Wie beim verhüllten Denkmal durchläuft auch hier das Buch der Klagelieder – ein poetischer Ausdruck von Zerstörung und Verlust – einen doppelten Prozess von Präsenz und Verschwinden. Die mehrsprachige Lesung auf Hebräisch, Arabisch, Englisch und Deutsch verleiht dem Text Resonanz über Sprach- und Kulturgrenzen hinweg. Doch gerade die Vielstimmigkeit offenbart auch die Grenzen des Zuhörens: Können wir wirklich Raum für die Trauer anderer halten? Geht die Anerkennung eines Verlusts zwangsläufig auf Kosten eines anderen?
Im Gegensatz zum biblischen Originaltext, der Leid als göttlichen Willen deutet, nimmt diese Arbeit eine menschenzentrierte Perspektive ein. Sie weist die Vorstellung einer fernen oder göttlichen Ursache zurück und verweist stattdessen direkt auf menschliches Handeln als Ursprung von Gewalt, Zerstörung und Trauer. Sie sucht keinen Trost im Mythischen oder Unergründlichen – sie fordert Verantwortung ein.
Diese Perspektive ist besonders dringlich angesichts der anhaltenden Kriegs- und Völkerrechtsverbrechen im Gazastreifen. Die Arbeit besteht darauf, dass Trauer nicht von politischer Verantwortung getrennt werden kann. Durch Stimme, Abwesenheit und das Spannungsverhältnis zwischen Sichtbarkeit und Stille hinterfragt sie die Hierarchien des Gedenkens und die Politisierung von Trauer.
Zwischen dem gesprochenen Wort und dem zum Schweigen gebrachten Raum stellt die Arbeit die Frage: Was bleibt, wenn Erinnerung ausgelöscht wird – und wie kann die menschliche Stimme dieser Auslöschung widerstehen?

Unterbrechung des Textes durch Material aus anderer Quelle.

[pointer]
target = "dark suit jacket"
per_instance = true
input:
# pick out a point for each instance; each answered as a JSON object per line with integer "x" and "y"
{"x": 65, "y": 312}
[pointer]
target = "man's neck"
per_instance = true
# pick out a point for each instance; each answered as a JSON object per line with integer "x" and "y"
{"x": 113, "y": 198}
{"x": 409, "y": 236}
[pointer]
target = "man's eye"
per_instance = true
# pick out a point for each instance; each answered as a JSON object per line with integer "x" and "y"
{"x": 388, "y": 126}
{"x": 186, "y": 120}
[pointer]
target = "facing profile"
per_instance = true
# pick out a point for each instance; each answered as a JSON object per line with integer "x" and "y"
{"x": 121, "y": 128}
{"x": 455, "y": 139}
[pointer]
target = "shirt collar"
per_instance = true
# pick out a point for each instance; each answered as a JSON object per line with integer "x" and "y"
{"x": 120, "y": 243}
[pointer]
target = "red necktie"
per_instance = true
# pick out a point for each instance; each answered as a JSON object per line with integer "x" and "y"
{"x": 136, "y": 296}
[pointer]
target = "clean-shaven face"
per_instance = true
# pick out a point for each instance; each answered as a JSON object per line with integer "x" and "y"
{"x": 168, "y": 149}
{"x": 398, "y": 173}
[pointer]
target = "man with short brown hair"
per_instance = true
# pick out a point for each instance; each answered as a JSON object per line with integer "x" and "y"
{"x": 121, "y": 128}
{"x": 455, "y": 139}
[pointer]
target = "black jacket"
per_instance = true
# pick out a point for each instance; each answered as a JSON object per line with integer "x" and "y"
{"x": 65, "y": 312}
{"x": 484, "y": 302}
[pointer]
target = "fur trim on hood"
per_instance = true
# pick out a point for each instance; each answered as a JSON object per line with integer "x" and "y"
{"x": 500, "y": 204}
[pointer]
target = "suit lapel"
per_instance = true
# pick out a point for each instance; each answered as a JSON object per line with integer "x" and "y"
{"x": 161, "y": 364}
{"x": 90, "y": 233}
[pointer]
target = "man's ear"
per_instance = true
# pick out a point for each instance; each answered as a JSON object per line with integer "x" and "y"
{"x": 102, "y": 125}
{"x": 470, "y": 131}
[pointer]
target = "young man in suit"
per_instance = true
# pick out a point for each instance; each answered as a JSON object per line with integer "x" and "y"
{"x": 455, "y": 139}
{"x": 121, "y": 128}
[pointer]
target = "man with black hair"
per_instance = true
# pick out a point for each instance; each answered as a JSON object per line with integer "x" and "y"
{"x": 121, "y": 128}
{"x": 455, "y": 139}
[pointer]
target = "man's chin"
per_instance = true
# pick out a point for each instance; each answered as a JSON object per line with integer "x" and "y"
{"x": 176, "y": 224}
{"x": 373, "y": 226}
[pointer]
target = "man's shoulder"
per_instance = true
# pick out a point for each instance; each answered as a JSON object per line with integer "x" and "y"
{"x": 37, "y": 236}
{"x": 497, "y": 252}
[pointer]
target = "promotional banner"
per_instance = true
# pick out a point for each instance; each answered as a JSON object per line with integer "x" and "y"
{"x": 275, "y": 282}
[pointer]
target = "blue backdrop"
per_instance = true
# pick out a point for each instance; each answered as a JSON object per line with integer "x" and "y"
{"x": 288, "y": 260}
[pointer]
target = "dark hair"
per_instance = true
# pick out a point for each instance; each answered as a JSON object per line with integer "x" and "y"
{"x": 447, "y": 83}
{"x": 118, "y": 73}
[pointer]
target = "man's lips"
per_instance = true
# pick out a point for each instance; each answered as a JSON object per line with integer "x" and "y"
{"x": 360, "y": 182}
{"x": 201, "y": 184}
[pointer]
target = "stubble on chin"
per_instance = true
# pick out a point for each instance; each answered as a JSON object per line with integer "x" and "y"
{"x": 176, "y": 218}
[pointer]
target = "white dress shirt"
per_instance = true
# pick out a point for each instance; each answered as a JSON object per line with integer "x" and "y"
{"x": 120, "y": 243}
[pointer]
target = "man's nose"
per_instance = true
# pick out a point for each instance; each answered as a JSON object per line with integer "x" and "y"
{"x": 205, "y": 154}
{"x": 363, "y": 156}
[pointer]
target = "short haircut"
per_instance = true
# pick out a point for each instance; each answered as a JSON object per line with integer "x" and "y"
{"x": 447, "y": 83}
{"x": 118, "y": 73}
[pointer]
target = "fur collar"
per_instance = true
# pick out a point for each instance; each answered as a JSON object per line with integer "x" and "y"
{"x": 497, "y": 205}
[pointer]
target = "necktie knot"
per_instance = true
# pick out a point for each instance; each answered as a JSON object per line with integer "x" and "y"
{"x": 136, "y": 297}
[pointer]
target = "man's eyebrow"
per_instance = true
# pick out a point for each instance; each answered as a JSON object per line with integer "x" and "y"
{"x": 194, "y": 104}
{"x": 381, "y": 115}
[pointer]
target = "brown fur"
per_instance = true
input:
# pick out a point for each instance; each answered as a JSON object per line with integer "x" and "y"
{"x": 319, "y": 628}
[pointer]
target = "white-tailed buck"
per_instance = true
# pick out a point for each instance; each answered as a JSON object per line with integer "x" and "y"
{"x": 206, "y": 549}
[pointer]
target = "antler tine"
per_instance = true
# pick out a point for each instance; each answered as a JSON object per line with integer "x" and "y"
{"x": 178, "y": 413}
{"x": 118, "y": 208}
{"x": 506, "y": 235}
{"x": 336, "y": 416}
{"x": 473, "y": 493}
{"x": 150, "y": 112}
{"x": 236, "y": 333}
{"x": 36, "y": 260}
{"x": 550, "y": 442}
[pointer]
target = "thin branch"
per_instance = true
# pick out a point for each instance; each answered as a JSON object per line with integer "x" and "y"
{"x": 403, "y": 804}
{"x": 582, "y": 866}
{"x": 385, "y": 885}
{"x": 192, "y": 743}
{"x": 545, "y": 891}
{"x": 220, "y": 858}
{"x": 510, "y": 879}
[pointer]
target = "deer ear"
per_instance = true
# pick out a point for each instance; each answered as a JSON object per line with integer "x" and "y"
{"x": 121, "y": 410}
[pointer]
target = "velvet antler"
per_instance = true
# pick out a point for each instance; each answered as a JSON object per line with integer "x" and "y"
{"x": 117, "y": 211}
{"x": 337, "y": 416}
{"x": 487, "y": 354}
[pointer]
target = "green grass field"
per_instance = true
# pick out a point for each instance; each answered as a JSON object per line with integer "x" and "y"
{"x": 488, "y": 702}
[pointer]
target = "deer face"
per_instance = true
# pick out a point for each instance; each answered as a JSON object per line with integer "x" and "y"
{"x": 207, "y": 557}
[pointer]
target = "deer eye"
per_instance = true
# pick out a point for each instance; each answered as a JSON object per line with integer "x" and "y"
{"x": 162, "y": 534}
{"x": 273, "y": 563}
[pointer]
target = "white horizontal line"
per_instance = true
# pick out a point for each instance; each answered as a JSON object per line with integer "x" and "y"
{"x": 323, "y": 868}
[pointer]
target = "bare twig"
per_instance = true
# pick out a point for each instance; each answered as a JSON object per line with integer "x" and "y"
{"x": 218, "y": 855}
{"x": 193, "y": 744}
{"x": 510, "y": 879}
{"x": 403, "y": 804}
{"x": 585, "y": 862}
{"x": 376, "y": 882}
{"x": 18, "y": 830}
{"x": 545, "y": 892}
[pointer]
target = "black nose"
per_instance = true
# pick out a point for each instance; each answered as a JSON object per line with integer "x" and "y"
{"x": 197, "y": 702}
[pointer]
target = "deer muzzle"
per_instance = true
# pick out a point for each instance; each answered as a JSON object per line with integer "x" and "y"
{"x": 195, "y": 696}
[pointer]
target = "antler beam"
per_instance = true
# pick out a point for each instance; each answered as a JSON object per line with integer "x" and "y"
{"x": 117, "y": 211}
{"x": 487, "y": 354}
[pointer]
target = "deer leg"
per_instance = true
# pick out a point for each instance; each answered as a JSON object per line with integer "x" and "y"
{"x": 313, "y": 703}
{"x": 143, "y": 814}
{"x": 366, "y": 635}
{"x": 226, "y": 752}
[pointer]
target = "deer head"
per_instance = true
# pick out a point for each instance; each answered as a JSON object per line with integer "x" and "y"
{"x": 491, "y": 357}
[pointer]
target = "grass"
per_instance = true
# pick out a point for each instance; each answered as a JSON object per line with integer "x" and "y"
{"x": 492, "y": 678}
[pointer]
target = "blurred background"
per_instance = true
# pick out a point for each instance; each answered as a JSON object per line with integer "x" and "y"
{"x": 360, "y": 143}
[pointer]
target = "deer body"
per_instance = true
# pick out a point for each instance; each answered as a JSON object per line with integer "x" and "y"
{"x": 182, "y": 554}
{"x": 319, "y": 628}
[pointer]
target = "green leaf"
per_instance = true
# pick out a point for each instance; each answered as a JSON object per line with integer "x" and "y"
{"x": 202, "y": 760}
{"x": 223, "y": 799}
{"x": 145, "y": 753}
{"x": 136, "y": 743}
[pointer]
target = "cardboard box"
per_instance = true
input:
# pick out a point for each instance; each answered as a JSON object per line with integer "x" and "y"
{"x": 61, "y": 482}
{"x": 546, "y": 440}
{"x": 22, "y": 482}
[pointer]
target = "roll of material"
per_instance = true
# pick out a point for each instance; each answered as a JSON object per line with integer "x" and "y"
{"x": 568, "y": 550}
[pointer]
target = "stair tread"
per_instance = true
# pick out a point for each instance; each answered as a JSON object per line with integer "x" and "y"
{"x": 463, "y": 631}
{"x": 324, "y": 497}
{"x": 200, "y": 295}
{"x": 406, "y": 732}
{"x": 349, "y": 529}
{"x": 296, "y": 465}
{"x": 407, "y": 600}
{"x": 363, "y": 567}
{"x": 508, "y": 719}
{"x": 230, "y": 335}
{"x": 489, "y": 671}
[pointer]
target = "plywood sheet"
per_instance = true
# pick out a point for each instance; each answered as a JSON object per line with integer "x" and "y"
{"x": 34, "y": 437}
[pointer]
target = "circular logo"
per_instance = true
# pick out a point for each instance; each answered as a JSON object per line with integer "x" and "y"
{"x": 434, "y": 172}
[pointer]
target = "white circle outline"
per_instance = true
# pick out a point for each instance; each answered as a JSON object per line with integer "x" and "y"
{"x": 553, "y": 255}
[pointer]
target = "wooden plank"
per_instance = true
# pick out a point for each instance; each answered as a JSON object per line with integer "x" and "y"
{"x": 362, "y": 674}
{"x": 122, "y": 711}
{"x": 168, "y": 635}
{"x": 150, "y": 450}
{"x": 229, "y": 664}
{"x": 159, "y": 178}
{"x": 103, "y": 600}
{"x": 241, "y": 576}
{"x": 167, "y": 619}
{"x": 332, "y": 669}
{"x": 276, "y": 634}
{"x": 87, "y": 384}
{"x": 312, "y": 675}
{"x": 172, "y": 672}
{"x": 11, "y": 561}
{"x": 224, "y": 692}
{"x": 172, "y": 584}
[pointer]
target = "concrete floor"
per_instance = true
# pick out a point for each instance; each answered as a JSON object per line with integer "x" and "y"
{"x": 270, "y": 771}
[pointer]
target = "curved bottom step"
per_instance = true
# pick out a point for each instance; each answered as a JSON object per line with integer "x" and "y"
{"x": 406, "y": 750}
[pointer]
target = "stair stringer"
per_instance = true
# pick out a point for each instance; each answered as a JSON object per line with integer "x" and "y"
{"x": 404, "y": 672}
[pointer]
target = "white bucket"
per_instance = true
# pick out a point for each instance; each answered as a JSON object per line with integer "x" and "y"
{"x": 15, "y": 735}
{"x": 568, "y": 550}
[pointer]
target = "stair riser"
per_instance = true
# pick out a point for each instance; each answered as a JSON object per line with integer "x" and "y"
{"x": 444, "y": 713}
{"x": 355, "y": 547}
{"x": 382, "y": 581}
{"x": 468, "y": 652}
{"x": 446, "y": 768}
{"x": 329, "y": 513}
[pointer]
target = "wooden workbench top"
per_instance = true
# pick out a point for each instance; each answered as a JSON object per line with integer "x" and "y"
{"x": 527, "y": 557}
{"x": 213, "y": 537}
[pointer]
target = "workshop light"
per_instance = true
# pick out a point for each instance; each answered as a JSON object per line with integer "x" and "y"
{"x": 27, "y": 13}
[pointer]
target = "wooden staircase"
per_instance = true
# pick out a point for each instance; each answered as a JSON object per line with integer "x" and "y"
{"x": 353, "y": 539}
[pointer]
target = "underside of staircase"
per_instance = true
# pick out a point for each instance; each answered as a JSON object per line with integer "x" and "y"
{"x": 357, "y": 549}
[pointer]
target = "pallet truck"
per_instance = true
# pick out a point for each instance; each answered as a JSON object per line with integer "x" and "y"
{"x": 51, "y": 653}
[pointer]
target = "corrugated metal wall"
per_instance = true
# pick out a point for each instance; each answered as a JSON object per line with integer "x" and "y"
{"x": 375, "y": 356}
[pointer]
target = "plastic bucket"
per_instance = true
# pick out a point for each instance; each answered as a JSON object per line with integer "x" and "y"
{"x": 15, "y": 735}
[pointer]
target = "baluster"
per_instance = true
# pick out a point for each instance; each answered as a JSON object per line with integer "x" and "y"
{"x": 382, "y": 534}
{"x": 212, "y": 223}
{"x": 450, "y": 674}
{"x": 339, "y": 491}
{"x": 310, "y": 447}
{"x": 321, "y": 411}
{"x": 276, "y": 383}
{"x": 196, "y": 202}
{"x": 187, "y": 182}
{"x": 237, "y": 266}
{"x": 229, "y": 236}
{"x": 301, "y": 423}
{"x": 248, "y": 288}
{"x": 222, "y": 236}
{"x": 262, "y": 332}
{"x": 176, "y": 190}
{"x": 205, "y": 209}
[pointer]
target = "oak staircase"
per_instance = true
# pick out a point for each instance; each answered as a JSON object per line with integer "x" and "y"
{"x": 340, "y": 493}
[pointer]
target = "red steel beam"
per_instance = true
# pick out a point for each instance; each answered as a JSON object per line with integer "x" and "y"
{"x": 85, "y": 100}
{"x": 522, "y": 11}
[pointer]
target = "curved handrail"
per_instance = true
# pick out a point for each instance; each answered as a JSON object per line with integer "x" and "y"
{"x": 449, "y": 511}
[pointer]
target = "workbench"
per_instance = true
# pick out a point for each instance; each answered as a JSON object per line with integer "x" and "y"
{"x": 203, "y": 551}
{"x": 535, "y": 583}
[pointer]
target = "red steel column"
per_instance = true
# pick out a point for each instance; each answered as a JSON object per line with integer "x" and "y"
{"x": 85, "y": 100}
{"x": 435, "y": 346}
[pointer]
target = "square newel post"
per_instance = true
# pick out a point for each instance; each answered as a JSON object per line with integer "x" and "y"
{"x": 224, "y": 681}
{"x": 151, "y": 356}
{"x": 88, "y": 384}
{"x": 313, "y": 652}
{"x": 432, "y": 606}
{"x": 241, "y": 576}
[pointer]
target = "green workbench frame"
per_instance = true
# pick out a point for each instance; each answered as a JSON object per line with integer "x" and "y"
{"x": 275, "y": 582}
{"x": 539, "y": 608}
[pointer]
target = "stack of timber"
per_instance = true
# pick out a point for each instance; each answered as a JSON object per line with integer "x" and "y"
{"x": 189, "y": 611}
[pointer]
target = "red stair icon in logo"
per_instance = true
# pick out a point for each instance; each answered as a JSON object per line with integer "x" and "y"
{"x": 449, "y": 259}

Audioinstallation Vorleserinnen
Esther Wratschko (Deutsch, Englisch)
Inbal Volpo (Hebräisch)
Oula Al Khatib (Arabisch)

© JMW, Violeta Villacorta
Von links nach rechts: Osama Zatar (OneState Embassy Künstler), Caitlin Gura (JMW-Kuratorin) und Inbal Volpo (OneState Embassy Künstlerin) während des Aufbaus der Intervention. Im Vordergrund ist die Skulptur Lament.
Über die Autor:innen
Inbal Volpo ist Künstlerin in Wien. In einer israelischen Siedlung entlang der Grünen Linie Grenzen aufgewachsen, prägt diese Erfahrung ihre Arbeit.
Osama Zatar ist Bildhauer und politischer Künstler in Wien und Gründungsmitglied des Künstlerkollektivs OneState Embassy. In Ramallah geboren, thematisiert seine Arbeit seine persönlichen Erfahrungen aus den laufenden politischen Konflikten in Israel/Palästina.
OneState Embassy Art Collective ist ein Verein von in Wien lebenden palästinensischen und israelischen Künstler:innen. Die 2009 gegründete Künstlergruppe widmet sich der Überwindung von Trennungen und Konflikten und begibt sich auf die Suche nach Wegen zur Einheit und Koexistenz.